Selon S&P, « une croissance résolument médiocre – ici comme à l’étranger – et des conditions financières globales plus tendues dans un...
La Réserve fédérale (Fed) va attendre au moins jusqu'en décembre avant de relever ses taux d'intérêt, estime l'agence de notation S&P qui a abaissé sa prévision de croissance de l'économie américaine après le Brexit.
Les répercussions du vote britannique sur une sortie de l'UE « vont certainement mettre un frein au produit intérieur brut des États-Unis » mais « les dommages ne seront sévères que si la fièvre de la sortie se répand à d'autres pays », a affirmé Standard and Poor's hier dans une note.
L'agence de notation prévoit que la croissance américaine atteindra 2 % en 2016 au lieu des 2,3 % qu'elle projetait en mars, et 2,4 % en 2017 contre 2,5 % précédemment estimé. Elle estime que les risques de récession aux États-Unis ont augmenté, entre 20 % et 25 % contre 15 % à 20 % en mars.
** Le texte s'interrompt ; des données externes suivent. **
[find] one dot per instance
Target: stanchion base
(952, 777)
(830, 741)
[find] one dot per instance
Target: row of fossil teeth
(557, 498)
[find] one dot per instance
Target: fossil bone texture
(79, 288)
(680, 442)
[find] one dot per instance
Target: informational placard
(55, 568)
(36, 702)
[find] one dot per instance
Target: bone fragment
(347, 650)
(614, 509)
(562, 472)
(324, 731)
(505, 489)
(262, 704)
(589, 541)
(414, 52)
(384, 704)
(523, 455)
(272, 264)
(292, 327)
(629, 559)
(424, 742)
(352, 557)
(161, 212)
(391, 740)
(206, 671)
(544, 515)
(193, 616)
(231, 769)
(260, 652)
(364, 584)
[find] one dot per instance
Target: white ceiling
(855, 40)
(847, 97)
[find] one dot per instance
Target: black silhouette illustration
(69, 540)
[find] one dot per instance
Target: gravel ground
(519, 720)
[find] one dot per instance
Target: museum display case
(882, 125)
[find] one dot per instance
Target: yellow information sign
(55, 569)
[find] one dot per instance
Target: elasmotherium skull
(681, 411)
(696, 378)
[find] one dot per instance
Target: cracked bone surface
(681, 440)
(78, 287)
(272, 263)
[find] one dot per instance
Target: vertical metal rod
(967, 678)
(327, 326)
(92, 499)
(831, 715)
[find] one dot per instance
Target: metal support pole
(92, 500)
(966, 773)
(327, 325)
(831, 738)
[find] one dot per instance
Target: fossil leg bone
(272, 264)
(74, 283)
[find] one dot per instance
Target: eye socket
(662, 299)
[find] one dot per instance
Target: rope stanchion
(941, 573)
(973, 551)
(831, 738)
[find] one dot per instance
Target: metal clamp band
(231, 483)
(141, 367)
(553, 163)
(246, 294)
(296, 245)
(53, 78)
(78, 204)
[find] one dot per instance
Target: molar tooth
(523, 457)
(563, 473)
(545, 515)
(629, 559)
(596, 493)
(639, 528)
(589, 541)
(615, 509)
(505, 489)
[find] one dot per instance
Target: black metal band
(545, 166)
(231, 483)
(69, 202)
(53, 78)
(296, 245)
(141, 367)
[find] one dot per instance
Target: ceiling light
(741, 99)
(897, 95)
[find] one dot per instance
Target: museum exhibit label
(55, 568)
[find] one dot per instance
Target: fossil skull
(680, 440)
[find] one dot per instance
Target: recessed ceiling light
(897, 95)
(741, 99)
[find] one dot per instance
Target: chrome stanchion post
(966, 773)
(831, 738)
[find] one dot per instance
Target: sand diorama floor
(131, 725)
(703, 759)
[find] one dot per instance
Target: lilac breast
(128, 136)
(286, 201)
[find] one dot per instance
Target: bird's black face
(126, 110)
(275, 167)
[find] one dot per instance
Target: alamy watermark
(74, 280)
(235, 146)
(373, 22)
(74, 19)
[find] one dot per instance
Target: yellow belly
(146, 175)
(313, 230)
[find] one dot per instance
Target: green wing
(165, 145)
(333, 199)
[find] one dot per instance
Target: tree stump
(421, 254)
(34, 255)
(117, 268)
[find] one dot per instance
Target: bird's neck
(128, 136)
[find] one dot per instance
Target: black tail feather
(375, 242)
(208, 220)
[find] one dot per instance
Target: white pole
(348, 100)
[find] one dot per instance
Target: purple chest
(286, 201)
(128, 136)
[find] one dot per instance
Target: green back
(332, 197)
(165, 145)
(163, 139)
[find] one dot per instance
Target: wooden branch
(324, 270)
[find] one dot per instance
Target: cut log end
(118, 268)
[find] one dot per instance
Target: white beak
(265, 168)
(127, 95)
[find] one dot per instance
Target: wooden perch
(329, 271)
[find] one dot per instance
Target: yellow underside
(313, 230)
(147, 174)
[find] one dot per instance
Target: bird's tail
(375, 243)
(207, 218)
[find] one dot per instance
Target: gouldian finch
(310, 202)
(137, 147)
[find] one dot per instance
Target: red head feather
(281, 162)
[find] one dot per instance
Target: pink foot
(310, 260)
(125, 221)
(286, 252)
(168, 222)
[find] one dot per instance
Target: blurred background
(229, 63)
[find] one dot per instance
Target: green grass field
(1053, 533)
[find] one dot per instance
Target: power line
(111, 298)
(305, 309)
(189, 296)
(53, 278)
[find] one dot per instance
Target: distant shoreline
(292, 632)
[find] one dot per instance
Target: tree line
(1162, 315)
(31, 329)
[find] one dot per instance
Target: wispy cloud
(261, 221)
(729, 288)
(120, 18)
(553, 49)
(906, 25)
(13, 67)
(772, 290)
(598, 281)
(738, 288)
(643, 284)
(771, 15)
Si l'impact du Brexit va se faire sentir à travers les échanges commerciaux, la chute de la livre rendant les exportations américaines plus chères, il est relativement limité car le Royaume Uni n'est que le 7e partenaire commercial des États-Unis.
Pour S&P, la conséquence la plus tangible se verra sur la politique monétaire de la Banque centrale américaine. « Nous pensons que les turbulences liées au Brexit vont sans doute obliger la Fed à garder la pause plus longtemps qu'elle ne le pensait », probablement jusqu'en décembre, assure l'agence, alors que les marchés intègrent, dans le prix des instruments financiers à terme, une hausse des taux seulement en 2017.
« Une croissance résolument médiocre – ici comme à l'étranger – et des conditions financières globales plus tendues dans un environnement rendu plus incertain avec le Brexit conduisent la Fed a être attentiste », conclut S&P.